Recently, a project I'm involved in made use of a linear perceptron for multiple (21 predictor) regression. It used stochastic GD. How is this different from OLS linear regression?
-
The `Perceptron` class you link to is for a classifier (binary output) rather than a regressor (continuous output). Is that the actual code you used?
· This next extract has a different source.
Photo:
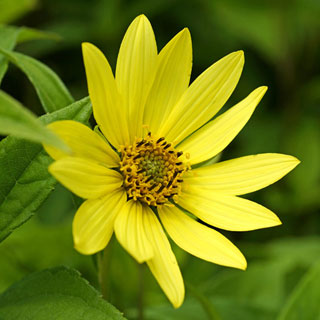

If so, that's the difference. :) – Danica Mar 30 '15 at 03:03
-
@Dougal, it still counts among the GLMs though: http://scikit-learn.org/stable/supervised_learning.html#supervised-learning – Simon Kuang Mar 30 '15 at 03:30
-
@Dougal: suppose you had a (G)LM that you optimized to L2 using [`SGDRegressor`](http://goo.gl/QmI6bM); would this be equivalent to linear regression? – Simon Kuang Mar 30 '15 at 03:34
-
Yes, some GLMs are classifiers. If you used `SGDRegressor(loss='squared_loss', penalty='none')`, that is OLS. – Danica Mar 30 '15 at 03:57
1 Answers
scikit-learn's Perceptron
class (equivalent to SGDClassifier(loss="perceptron", penalty=None, learning_rate="constant", eta0=1)
) uses the following objective function:
$$\frac{1}{N} \sum_{i=1}^N \max(0, - y_i w^T x_i).$$
In this case, $y_i \in \{-1, 1\}$. If $w^T x_i$ has the right sign, it doesn't incur any loss; otherwise, it gives linear loss. The perceptron in particular uses a fixed learning rate which can lead to some optimization weirdness as well.
Least squares regression, by contrast, uses
$$\frac{1}{N} \sum_{i=1}^N (y_i - w^T x_i)^2.$$
Here $y_i$ can be any real; you can give it classification targets in $\{-1, 1\}$ if you want, but it's not going to give you a very good model.
You can optimize this with SGDRegressor(loss="squared_loss", penalty=None)
if you'd like.
The two define fundamentally different models: the perceptron predicts a binary class label with $\mathrm{sign}(w^T x_i)$, whereas linear regression predicts a real value with $w^T x_i$. This answer talks some about why trying to solve a classification problem with a regression algorithm can be problematic.